L-95 was found dead about a month after NOAA scientists tagged the whale in February. Pieces of the hardware were found in the orca's tissue. A necropsy, recently finalized, revealed that the injury caused a lethal infection leading to the whale's death.
Eight whales have been tagged since the research began in 2012. So far, none but L-95 have been confirmed dead due to the process. However, critics have vocalized concern that it would eventually happen.

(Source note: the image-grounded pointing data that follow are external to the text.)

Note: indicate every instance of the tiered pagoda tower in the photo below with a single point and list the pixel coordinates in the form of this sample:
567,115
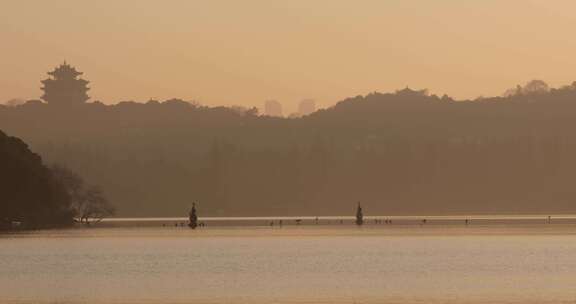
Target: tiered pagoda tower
64,87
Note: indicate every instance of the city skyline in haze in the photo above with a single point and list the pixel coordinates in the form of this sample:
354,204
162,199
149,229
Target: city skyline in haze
228,53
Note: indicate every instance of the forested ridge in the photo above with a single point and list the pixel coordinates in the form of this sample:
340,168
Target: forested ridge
406,152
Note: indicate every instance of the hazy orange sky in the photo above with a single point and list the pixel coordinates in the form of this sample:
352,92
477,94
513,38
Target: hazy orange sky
244,52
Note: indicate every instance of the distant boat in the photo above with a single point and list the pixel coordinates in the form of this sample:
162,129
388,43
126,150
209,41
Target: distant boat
193,217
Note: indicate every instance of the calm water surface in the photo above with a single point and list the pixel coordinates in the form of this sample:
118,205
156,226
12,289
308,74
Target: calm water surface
291,265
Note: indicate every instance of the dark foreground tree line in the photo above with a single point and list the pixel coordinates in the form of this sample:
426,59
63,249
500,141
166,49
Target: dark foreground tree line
34,196
400,153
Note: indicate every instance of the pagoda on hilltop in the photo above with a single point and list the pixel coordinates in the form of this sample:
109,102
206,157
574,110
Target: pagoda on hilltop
64,87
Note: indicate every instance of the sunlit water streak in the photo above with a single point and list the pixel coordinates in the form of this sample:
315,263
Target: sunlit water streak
293,264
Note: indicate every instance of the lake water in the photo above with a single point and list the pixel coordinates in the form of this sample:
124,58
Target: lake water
293,264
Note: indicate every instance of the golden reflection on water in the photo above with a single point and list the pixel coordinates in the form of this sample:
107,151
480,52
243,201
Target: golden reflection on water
293,264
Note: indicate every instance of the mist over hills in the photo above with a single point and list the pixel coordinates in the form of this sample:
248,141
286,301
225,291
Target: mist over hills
406,152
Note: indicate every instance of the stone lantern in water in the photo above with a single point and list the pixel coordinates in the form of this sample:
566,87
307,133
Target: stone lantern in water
359,215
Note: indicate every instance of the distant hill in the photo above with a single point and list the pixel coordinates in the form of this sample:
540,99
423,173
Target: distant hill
406,152
29,194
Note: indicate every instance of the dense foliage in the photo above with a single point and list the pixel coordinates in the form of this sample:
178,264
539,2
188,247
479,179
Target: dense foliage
29,193
405,152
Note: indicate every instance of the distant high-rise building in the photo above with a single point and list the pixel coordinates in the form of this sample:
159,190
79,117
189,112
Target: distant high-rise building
307,107
64,87
273,108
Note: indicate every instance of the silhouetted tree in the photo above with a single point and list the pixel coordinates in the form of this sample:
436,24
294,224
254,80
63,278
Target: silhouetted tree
29,193
88,202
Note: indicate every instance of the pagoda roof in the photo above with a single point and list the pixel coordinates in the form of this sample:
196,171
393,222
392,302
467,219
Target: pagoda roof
65,69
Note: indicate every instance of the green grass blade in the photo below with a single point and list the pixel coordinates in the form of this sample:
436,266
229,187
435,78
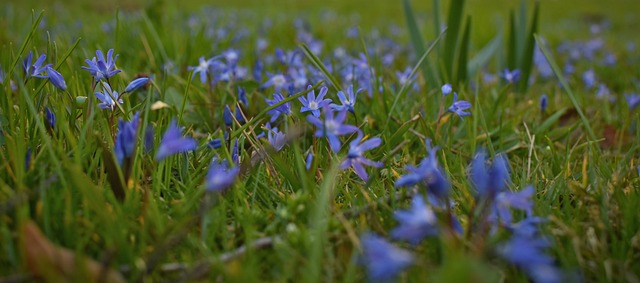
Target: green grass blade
454,23
463,53
318,63
526,59
558,72
418,43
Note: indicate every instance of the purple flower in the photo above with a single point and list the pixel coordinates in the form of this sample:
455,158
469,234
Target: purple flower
355,158
56,79
284,109
428,173
510,76
446,89
126,138
416,223
37,68
332,127
51,117
347,101
220,176
383,260
106,97
458,107
100,68
632,100
136,84
173,142
489,180
203,68
313,103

"The NOAA/NMFS tagging program is certainly injuring and disfiguring these Endangered icons of the Pacific Northwest, and it is my subjective opinion that it is adversely altering their behavior toward benign vessel interactions to approach them for photo-identification," wrote Center for Whale Research Senior Scientist Ken Balcomb soon after L-95 was found dead. "I discussed these shortcomings with Dr.’s Mike Ford and Brad Hanson several years ago and was told the sat tagging program would proceed in spite of my concerns; and, I was instructed to simply document tag healing and report any issues to them, which I have done. I do not know if these problems have been reported up the chain of command to the NOAA/NMFS Permit Office, but the feedback I have been receiving is that the hardware issues of yesteryear have been “fixed”.
NOAA stopped tagging orcas after L-95's carcass washed ashore. They will not continue with the research in the near future.
None of the orcas tagged by NOAA are currently traceable. The research began in an effort to understand where the whales traveled in hopes of supporting the endangered species.